= Nuria Llombart =

Terahertz antenna researcher

Nuria Llombart Juan is an electrical engineer who studies quasioptics, antennas for terahertz radiation, and their applications including 3D imaging and submillimeter astronomy. Educated in Spain and Germany, she works in the Netherlands as a professor in the Department of Microelectronics at the Delft University of Technology.

==Education and career==
Llombart earned a master's degree in 2002 and a Ph.D. in 2006 from the Technical University of Valencia, including study as a visiting student at the University of Erlangen–Nuremberg.

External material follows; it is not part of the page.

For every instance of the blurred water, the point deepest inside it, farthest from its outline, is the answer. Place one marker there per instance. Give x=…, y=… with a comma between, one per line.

During her doctoral studies, she worked in the Security and Safety Institute of the Netherlands Organisation for Applied Scientific Research in The Hague. After postdoctoral research at the California Institute of Technology from 2007 until 2010, and as a Ramón y Cajal fellow in optics at the Complutense University of Madrid from 2010 until 2012, she returned to the Netherlands in 2012, taking a position at the Technical University of Delft. She became a full professor there in 2018.

==Recognition==
Llombart was the recipient of the 2014 IEEE Antenna and Propagation Society Lot Shafai Mid-Career Distinguished Achievement Award, "for her original contributions to terahertz antennas and quasi-optical systems, academic leadership, and proven role model for women in antenna engineering". She was named an IEEE Fellow, in the 2020 class of fellows, "for contributions to millimeter and submillimeter wave quasi-optical antennas".